A person can lose their voice from a cold, constantly speaking as a teacher, singing at the top of their voice at a concert, or from allergies – but they always recover.
However, there are diseases that cause vocal cord paralysis, in which you cannot control the movement of the muscles that control your voice when the nerve impulses in your voice box (larynx) are affected. . This results in permanent paralysis of the vocal cord muscles.
Vocal cord paralysis can also make it difficult to speak and breathe. This is because your vocal cords not only produce sound but also protect your windpipe by preventing food, drink and even your saliva from entering your windpipe and choking you. Is. Possible causes of vocal cord paralysis include certain cancers, nerve damage during surgery, cervical spine injuries, and even serious viral infections.
However, there is hope for people who have chronically or permanently lost their voice – a new wearable, adhesive device that uses artificial intelligence by bioengineers at the University of California, Los Angeles (UCLA) has prepared Just over 6.5 square centimeters can be attached to the skin on the outside of the throat to help people with dysfunctional vocal cords regain voice function.
The invention has been disclosed in the prestigious journal Nature Communications, titled “Speech without vocal folds using a wearable sensing activation system powered by machine learning”.
The bioelectric system, developed by Prof. Jun Chen and his colleagues at UCLA’s Samueli School of Engineering, uses machine learning technology to detect movement in a person’s larynx muscles and transmit those signals with about 95 percent accuracy. Able to translate into audible speech. .
This is the latest development in Chan’s efforts to help people with disabilities. His team developed the first wearable gloves capable of translating American Sign Language (ASL) into English speech in real time to help ASL users communicate with people who sign. do not know
Patch design
The tiny new patch-like device consists of two components. A self-powered sensing component detects signals generated by muscle movements and converts them into high-fidelity, analyzable electrical signals. These electrical signals are then translated into speech signals using machine learning algorithms. The second, an activation component, converts these speech signals into the desired vocal expression.
Each of the two components consists of two layers: a layer of the biocompatible silicone compound polydimethylsiloxane (PDMS) with flexible properties and a magnetic induction layer made of a copper induction coil. Sandwiched between the two components is a fifth layer consisting of PDMS mixed with micromagnets, which generate a magnetic field.
Using a soft magnetoelastic sensing mechanism developed by Chen’s team three years ago, the device can detect changes in the magnetic field when it is altered by mechanical forces—in this case, the laryngeal muscles. movement Serpentine induction coils embedded in magnetic layers help generate high-fidelity electrical signals for sensing purposes.
Measures 3 cm. On each side, the device weighs around 7 grams. And is only 1.5 mm. With thick double-sided biocompatible tape, it can easily stick to a person’s throat near the location of the vocal cords and can be reused by reapplying the tape as needed.
Voice disorders occur in all age and demographic groups. Research shows that about one-third of people will experience at least one such disorder in their lifetime. Yet with treatment methods, such as surgical intervention and voice therapy, voice recovery can extend from three months to a year, with some invasive techniques requiring a significant period of mandatory voice rest after surgery.

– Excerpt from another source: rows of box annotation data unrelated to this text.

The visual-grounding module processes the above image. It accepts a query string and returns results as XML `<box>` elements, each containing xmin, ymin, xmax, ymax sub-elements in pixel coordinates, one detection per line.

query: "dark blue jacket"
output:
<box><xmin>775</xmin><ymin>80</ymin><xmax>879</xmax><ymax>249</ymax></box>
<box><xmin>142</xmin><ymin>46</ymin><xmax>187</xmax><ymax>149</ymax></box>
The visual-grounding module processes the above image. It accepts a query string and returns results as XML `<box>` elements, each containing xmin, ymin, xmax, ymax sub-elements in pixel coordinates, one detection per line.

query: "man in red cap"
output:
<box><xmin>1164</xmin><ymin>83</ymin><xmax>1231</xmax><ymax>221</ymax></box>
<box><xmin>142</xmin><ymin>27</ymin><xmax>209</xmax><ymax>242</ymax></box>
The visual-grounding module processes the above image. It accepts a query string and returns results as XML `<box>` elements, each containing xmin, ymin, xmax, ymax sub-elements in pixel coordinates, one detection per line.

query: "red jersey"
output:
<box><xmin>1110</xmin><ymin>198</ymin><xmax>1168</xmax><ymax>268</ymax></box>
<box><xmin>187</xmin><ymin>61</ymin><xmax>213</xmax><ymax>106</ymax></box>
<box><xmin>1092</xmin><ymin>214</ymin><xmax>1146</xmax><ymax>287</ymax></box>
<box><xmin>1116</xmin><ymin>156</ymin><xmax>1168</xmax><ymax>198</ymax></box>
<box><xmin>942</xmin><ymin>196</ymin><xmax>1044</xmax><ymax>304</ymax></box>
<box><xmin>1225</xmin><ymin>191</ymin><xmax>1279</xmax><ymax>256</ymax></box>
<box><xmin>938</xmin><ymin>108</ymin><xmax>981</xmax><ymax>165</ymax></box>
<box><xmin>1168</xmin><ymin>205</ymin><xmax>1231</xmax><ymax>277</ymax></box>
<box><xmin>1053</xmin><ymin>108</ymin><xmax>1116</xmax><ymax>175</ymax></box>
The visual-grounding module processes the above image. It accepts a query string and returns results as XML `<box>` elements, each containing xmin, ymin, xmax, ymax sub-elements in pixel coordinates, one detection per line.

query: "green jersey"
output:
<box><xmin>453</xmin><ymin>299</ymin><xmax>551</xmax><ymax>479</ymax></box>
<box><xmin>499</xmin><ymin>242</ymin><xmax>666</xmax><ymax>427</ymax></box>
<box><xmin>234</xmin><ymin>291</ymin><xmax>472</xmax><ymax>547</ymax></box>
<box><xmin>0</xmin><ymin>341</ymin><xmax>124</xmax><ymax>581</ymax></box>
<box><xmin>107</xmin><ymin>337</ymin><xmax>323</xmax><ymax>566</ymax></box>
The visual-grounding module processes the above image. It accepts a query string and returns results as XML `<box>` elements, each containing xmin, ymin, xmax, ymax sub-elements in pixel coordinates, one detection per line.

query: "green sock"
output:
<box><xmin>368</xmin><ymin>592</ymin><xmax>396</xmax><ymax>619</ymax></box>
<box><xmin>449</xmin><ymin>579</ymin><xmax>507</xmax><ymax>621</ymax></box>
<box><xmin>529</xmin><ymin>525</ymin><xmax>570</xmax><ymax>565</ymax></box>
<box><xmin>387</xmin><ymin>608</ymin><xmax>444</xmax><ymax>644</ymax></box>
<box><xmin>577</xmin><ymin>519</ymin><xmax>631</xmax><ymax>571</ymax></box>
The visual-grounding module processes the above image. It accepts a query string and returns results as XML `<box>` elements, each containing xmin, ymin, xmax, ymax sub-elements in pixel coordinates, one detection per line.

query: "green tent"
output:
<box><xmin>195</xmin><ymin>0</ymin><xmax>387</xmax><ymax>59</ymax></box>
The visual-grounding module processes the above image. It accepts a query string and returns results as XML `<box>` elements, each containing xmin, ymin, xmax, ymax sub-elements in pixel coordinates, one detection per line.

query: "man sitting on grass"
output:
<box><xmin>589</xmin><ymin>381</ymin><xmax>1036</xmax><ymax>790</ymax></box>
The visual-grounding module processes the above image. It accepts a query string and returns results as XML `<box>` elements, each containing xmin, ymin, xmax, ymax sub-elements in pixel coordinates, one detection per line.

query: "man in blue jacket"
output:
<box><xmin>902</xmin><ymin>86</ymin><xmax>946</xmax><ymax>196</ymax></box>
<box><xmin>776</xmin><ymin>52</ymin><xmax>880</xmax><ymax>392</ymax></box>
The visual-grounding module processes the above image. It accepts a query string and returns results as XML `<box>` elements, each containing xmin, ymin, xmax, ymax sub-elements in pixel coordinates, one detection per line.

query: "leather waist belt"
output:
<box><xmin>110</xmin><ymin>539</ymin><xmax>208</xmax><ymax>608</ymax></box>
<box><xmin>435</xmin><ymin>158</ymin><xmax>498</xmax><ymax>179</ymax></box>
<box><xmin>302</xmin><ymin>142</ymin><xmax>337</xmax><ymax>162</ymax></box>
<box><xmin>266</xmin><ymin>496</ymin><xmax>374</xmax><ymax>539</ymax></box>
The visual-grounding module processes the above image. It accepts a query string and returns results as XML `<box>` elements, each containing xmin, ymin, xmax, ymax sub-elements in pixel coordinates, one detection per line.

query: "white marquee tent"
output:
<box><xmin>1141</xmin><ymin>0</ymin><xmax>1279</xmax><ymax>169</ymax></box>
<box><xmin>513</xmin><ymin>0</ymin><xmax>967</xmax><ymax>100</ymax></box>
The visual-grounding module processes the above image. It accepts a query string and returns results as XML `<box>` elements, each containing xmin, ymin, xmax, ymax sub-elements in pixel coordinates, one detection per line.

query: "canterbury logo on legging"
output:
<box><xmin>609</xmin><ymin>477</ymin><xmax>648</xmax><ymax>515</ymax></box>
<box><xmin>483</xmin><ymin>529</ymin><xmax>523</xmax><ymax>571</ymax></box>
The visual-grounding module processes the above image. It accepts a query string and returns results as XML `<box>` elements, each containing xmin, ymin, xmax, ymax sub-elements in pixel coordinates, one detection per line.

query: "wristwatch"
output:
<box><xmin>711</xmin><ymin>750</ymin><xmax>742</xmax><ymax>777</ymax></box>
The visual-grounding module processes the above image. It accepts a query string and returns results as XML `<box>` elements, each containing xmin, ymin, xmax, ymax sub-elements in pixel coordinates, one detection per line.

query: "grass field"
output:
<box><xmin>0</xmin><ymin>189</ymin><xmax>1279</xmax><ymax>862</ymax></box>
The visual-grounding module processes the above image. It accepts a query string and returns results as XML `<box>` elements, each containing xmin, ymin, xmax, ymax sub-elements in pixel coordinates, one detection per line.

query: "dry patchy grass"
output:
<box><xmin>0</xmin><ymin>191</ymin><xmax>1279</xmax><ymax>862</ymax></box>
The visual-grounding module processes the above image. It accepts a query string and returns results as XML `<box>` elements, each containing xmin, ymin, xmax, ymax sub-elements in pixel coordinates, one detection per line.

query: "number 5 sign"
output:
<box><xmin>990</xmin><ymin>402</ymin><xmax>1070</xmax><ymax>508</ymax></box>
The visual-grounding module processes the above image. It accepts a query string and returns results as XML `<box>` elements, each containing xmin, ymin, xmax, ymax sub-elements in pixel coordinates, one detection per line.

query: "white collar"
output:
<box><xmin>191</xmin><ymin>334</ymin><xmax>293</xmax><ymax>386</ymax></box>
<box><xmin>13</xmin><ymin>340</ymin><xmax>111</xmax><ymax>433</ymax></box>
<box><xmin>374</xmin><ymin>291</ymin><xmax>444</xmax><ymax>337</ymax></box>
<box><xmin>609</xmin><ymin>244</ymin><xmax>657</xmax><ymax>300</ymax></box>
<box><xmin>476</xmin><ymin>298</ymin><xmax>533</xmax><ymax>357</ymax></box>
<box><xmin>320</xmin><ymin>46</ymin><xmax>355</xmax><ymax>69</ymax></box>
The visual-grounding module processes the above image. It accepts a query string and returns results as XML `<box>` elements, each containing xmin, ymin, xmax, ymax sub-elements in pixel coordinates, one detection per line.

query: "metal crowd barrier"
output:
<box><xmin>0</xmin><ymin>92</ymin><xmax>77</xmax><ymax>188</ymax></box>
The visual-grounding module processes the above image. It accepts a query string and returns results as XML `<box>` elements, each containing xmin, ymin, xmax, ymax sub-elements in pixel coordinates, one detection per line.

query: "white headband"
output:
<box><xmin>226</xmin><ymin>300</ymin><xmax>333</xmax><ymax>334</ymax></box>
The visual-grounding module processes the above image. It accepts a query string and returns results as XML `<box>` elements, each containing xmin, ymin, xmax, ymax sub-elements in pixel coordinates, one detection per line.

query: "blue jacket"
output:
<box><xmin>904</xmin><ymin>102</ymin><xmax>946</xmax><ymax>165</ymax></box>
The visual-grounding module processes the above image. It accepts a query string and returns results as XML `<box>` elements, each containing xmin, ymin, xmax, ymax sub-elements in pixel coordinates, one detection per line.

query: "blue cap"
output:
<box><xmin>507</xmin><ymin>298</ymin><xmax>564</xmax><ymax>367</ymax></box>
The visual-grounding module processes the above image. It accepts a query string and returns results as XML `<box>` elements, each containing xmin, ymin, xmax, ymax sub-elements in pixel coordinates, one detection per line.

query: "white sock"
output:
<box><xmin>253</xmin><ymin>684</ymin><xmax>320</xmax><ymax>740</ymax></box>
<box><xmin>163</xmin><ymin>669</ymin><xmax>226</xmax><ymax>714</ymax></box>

“Current solutions such as handheld electro-larynx devices and tracheoesophageal-puncture procedures can be painful, invasive or uncomfortable,” said Chen, who has been named the world’s most cited researcher for five consecutive years. has been given. “This new device offers a wearable, non-invasive option to help patients communicate during the pre-treatment period and during the rehabilitation period after treatment for voice disorders.”
In their experiments, the researchers tested the wearable technology on eight healthy adults. They collected data on laryngeal muscle movements and used machine learning algorithms to associate the resulting signals with certain words and then select the corresponding output voice signal through the device’s activation component.
The research team asked participants five sentences – both aloud and silent – including “Hi, Rachel, how are you today?” By showing how accurate the system is. And I love you!” The overall prediction accuracy of the model was 94.68%, with the participants’ vocal signal amplified by the activation component, indicating that the sensing mechanism had captured their laryngeal movement signal. Recognized and matched the same sentence that the participants wanted to say.
Looking ahead, the research team plans to expand the device’s vocabulary through machine learning and test it in people with speech impairments.